Are you ready for the back-to-school rush?
Technology can help us stay organized, manage classroom behavior, create better assessments, get those creative juices flowing, save paper, and much more.
That's why I'm so excited to share some of my favorite back-to-school tools that will help you and your students achieve greatness throughout the school year. Some have been favorites for a couple years, while some are newer to the tech scene.
Along with a brief description of each tool, I've included a complimentary video tutorial to walk you step-by-step through the action item for each particular tool. Doesn't get much easier than that, does it?
Which will be your favorite? There's only one way to find out... review them all and let me know your pick in a comment below this article. :)
Track and Manage Classroom Behavior
In this 3-Minute Classroom Problem Solver, SimpleK12's Teacher Learning Community presenter, Kim Munoz, will show you how to track and manage classroom behavior easily with ClassDojo. You can create your class roster, and within a few minutes you'll be ready to award positive and negative behavior points to students. It's that simple!
Getting started with ClassDojo is easy. First, create your classroom by uploading your student roster. You can create multiple classrooms if you need to. Next, customize the different behaviors (positive and negative) that you'd like to assign to students. Finally, start awarding positive and negative behavior points to students throughout the day. ClassDojo even has mobile apps for iOS and Andriod, so it's even more convenient to award behavior points on the go.
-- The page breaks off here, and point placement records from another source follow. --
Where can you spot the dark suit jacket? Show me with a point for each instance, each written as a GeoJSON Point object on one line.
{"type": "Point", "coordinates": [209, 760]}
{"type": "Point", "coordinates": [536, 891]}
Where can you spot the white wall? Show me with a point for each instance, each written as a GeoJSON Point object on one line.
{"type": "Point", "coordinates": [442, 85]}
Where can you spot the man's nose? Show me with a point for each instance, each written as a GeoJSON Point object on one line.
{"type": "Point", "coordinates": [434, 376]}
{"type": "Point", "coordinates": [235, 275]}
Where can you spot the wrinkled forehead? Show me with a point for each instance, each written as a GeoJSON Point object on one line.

For our next back-to-school tool, let's take a fresh look at one of my favorite "golden oldies" of the tech world.
Getting to Know Students using Technology
I've been using word clouds since I first came to the EdTech scene years ago yet, every time I'm presenting on technology, there is always at least one teacher who doesn't know what a word cloud is. Word clouds are so simple to create and fun to use - they really are a "must-have" for every classroom. And there's really not an easier way to use technology in getting to know your students just a little better.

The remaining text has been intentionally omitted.